General Studies – II
International Relations
1) Do you think that the India-European Union trade deal will pave way for huge opportunities? Comment (200 Words)
Refer - Business Line
General Studies – III
Economy
2) Greater financial literacy, improving the credit delivery infrastructure are vital for Micro Finance Institutions’ growth in underserved areas. Explain (200 Words)
Refer - Business Line
3) To prevent a company slipping into Insolvency Bankruptcy Code, banks should take note of early statutory and auditing lapses. Discuss (200 Words)
Refer - Business Line
Enrich the answer from other sources, if the question demands.
IAS Parliament 2 years
KEY POINTS
· India is rapidly emerging as a strategically preferred trade partner for the European Union, thanks to India’s neutral stand in the rapidly emerging multi-polar world.
· The EU is India’s third largest trade partner whereas India is EU’s tenth largest.
· Interestingly, India had a trade deficit with the EU in 2018-19 that turned into a trade surplus of $13 billion during April-February 2022-23.
· India-EU FTA is likely to be more comprehensive than India’s recent deals with Australia and the UAE, as it has an ambitious aim to liberalise 94 per cent of the trade in goods.

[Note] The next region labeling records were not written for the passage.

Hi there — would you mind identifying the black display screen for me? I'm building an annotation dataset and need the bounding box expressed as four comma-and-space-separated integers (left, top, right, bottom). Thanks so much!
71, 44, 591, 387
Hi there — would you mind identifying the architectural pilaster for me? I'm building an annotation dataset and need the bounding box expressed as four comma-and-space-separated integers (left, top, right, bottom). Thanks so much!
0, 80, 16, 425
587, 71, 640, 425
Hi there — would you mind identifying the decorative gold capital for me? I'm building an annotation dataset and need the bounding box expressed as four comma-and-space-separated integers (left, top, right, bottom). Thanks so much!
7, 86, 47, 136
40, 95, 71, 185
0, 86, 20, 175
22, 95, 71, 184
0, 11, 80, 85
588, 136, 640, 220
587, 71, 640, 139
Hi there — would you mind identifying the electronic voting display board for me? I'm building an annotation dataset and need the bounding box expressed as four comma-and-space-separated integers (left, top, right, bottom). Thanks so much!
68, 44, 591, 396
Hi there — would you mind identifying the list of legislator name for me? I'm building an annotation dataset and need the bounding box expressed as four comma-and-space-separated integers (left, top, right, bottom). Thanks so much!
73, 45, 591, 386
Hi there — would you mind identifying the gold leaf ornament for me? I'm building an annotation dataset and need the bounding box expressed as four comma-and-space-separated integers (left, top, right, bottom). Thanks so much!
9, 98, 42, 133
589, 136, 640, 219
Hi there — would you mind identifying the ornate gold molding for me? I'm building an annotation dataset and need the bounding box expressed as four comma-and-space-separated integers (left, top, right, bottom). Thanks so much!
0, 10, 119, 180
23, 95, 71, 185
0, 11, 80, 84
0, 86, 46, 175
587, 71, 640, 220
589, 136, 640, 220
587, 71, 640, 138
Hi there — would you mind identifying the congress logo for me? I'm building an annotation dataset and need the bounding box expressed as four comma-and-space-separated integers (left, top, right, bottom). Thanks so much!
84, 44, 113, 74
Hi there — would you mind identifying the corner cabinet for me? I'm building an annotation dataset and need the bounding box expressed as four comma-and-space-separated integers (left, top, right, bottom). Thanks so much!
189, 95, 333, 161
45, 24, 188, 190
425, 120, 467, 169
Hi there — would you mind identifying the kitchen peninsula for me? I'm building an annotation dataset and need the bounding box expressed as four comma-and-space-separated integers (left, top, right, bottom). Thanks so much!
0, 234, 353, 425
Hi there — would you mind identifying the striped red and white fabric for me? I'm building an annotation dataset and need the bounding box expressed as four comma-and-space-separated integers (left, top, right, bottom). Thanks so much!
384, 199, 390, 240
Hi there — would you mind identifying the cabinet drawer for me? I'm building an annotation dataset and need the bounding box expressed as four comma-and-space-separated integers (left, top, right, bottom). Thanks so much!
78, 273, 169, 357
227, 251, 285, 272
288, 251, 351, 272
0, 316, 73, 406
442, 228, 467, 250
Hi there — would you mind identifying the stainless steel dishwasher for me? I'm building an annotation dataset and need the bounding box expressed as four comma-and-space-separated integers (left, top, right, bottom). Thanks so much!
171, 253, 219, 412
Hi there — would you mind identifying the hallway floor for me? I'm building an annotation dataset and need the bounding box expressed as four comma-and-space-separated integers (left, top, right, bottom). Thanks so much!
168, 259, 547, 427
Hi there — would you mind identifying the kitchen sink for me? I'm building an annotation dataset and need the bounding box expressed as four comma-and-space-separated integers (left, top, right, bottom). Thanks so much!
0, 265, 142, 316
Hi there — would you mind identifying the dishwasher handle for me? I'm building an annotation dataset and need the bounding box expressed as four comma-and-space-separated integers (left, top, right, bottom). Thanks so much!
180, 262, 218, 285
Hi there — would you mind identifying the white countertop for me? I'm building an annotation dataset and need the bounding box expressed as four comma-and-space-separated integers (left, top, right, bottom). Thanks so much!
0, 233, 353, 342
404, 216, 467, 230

· Technically, an FTA can be approved by the European parliament, but the investment protection agreements need to be ratified not only by the EU parliament but also by the parliaments of individual member-countries.
· India’s spectacular GDP growth rate of 6.9 per cent in 2022, almost double that of the EU’s 3.5 per cent, makes India a lucrative market as well as an attractive investment destination for the EU
· India-EU FTA is likely to pave way for enormous opportunities not only in trade and investment but also in forging strategic international partnership at the world fora, making it a win-win deal.
KEY POINTS
· Its major contribution is in making available credit to the unreached segments of society, in a hassle-free manner, that too without collaterals.
· Today, MFIs are operating in all States and Union Territories, but their spread is not uniform.
· Unfortunately, the growth of MFIs is concentrated in 10-12 States. The data for 2021-22 shows that 82 per cent of the portfolio of microfinance sector is concentrated in 10 States and may be 100 districts.
· The first requirement is to have a conducive environment in the States for MFIs to operate freely and here the government must play an important role in creating this environment.
· Two, there should be fiscal incentives for microfinance activities in less developed geographies like aspirational districts or hilly tracts.
· Third is to spread financial literacy in these regions so that the borrowers are made aware of the proper utilisation of the loans and timely repayment.
· Fourth, there is a need to bring awareness among the various stakeholders like District administration including law enforcing agencies about the activities of MFIs. Fifth, support for enabling facilities in these regions for easy movement, internet connectivity etc is required.
· These enabling factors can help the microfinance sector to expand in new geographies and benefit millions of underserved people.
KEY POINTS
· RBI issued a ‘Master Directions of Frauds’ that specified a list of 45 Early Warning Signals (EWS) to identify possible risks in a loan account in advance.
· It must be noted there are other more grevious signals that require swift and stringent actions by banks.
· In the absence of audited accounts, banks are clueless regarding the financial position, including details on fixed assets of those companies.
· While outside borrowing, apart from the sanctioned limit, temporarily for a genuine emergency is acceptable, if the amount exceeds 10 per cent of the limit and that too for longer duration, it necessitates investigation.
· These include: lower valuation of the company as the correct assets and liabilities of the company is unknown; the day-to-day operations of the company gets affected post CIRP , as the ‘payables and receivables’ are not known;
· Dismantling that barrier is imperative, since, currently, even if a property is attached by the income tax/PF authority, the same is not known to other regulators/lenders .
· Hence, it is important that the portals of the regulators Ministry of Corporate Affairs, IT, GST, MSME are linked through a common Corporate Identification Number (CIN), assigned by the RoC, and also seamlessly linked to the banking system.